Depuis la mort de Maurice Duplessis et le début de la Révolution tranquille, tous les gouvernements du Québec, sans exception, ont soutenu les universités québécoises.

Et c'est un gouvernement du Parti québécois, en principe le parti le plus proche de la culture, des artistes, des intellectuels, du monde universitaire, celui qui, en principe toujours, valorise le plus le savoir, qui est le premier à faire une «job de bras» au réseau de l'enseignement supérieur.

Ça a commencé par le choix risqué de confier la responsabilité des universités à un politicien populiste, l'ex-journaliste Pierre Duchesne. Celui-ci a rapidement donné le ton en mettant en doute, dans une sortie stupéfiante, la réalité du sous-financement universitaire et en manifestant un biais en faveur des associations dans la préparation du sommet sur les universités.

Et maintenant, après que son gouvernement ait annulé la hausse des droits de scolarité, et donc privé les universités des sommes additionnelles qu'elle aurait procurées, le ministre leur annonce sans ménagement, et sans aucune forme de respect, des compressions de 140 millions à absorber sur quelques mois. Cela ressemble à s'y méprendre à une déclaration de guerre.

Il est très rare qu'un ministre s'entende mal avec le secteur dont il a la charge. Mais surtout, ces rapports malsains du ministre de l'Éducation supérieure, de la Recherche, de la Science et de la Technologie avec les universités peuvent être très lourds de conséquences.

Un des effets pervers du conflit étudiant a été de contribuer à discréditer les universités. Les associations étudiantes, dans leurs efforts pour démontrer l'inutilité d'une hausse des droits, ont fini par tracer un portrait caricatural des universités, des institutions mal gérées qui n'auraient pas besoin d'argent et qui consacreraient trop de ressources à la recherche.

Le devoir d'un gouvernement responsable aurait dû être de faire rapidement et clairement contrepoids à ce discours. Les universités, dans leurs fonctions d'enseignement et de recherche, jouent un rôle stratégique dans les sociétés avancées, pour former la main-d'oeuvre, susciter le talent, nourrir l'innovation. C'est la clé du développement économique. C'est aussi un outil puissant de développement social.

Ce succès essentiel n'est possible que si les Québécois, comme le font d'autres nations, appuient sans réserve leurs universités, sont conscients de leur rôle, acceptent de faire des efforts, individuels et collectifs, pour assurer leur succès, et en font un objet de fierté collective.

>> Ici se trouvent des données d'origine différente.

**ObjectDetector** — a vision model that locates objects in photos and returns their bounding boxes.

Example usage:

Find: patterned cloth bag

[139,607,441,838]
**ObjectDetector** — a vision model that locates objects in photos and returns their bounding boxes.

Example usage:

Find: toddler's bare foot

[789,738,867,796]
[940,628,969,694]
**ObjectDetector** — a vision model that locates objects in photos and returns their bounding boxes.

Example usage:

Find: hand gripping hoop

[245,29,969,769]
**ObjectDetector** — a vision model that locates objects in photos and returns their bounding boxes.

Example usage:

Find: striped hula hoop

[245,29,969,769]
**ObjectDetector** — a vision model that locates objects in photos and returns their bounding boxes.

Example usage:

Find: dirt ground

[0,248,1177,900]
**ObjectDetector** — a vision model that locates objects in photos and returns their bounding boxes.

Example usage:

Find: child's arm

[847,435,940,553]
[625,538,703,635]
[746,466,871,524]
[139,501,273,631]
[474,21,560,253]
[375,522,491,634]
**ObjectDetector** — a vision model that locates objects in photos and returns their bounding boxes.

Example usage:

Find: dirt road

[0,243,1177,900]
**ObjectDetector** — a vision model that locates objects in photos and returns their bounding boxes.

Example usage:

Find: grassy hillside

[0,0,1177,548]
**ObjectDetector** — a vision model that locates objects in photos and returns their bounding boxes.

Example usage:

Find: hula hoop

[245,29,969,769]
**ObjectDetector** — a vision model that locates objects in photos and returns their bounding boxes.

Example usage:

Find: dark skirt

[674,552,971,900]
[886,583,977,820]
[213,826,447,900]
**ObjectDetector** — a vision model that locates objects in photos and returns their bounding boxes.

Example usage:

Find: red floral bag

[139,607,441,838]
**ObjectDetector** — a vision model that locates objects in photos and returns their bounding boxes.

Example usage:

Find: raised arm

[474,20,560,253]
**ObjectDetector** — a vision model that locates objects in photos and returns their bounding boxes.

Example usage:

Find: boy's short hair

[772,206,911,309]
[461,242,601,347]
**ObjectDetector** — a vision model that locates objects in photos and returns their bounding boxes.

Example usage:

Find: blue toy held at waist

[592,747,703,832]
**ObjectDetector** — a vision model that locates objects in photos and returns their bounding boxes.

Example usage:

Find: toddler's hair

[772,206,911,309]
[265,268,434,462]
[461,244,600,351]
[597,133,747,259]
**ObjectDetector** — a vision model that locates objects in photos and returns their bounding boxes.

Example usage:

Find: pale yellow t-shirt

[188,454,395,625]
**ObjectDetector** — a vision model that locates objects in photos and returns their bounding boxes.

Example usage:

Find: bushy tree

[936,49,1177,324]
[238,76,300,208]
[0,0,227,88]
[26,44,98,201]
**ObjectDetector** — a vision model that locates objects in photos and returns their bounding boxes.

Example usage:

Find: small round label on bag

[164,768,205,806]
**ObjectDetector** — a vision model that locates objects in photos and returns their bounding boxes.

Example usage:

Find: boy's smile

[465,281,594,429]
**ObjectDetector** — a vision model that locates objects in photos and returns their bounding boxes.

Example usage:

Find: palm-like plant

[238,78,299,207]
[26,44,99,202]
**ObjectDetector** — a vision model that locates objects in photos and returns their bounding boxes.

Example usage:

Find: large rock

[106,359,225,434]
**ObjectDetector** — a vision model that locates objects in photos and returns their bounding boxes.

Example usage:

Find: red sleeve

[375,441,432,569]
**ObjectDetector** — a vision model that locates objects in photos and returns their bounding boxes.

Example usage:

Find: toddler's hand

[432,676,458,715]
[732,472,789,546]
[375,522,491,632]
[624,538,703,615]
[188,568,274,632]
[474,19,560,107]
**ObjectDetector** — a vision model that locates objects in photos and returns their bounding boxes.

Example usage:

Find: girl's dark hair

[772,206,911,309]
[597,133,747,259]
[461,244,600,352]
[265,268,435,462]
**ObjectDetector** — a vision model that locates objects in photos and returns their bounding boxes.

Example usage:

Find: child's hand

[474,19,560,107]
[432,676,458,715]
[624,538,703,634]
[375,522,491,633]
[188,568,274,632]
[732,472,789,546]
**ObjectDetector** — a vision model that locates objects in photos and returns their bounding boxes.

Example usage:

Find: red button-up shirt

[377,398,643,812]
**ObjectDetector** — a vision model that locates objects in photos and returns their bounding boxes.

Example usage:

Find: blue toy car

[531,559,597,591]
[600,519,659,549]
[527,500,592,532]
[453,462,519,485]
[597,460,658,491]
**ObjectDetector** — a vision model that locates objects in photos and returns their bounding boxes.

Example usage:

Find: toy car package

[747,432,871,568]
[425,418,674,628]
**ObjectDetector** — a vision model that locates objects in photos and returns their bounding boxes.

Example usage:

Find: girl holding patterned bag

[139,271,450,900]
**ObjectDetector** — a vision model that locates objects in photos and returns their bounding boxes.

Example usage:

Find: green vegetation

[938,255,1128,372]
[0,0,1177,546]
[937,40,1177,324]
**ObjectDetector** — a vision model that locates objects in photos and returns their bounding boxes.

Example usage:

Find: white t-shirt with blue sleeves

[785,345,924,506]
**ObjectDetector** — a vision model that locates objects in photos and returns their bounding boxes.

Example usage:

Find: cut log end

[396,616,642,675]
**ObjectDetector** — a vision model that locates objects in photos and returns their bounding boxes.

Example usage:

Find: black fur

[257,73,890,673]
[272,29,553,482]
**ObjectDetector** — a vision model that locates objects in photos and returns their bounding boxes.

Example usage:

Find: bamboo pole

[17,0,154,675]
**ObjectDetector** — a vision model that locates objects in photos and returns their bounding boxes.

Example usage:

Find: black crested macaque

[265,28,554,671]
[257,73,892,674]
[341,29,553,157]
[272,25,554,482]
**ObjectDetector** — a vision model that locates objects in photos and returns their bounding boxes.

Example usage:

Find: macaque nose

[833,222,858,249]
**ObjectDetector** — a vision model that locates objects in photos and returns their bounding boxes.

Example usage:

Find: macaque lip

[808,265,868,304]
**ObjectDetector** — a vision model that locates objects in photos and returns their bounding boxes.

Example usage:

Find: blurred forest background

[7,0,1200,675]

À ce chapitre, le Québec a encore beaucoup de chemin à faire. De façon générale, nous avons du mal à valoriser l'éducation, comme le montre notre fort taux de décrochage scolaire. C'est encore plus vrai pour l'éducation supérieure. La fréquentation universitaire reste basse comparée à d'autres provinces. Les familles épargnent moins pour les études de leurs enfants et soutiennent moins ceux-ci. Et notre effort financier collectif est insuffisant, quoiqu'en dise le ministre.

Cela semble tenir à l'existence d'un volet inachevé de la Révolution tranquille. Et cela met en relief des réflexes populistes à l'égard d'un monde qu'on associe aux élites.

Depuis son entrée en fonction, par son ton, par ses propos, ce sont ces réflexes populistes de l'opinion publique que Pierre Duchesne nourrit. Et derrière lui, la première ministre Pauline Marois qui l'a nommé à son poste et qui ne fait rien pour tempérer sa croisade. Pourquoi? La rentabilité électorale d'un appui aux étudiants? Des comptes à régler avec les recteurs qui étaient de l'autre bord?

Mais en attaquant les recteurs, c'est l'ensemble du monde universitaire que le gouvernement Marois affaiblit. En nourrissant les préjugés, il compromet les efforts pour donner à nos universités la place qui doit être la leur et il fait reculer le Québec.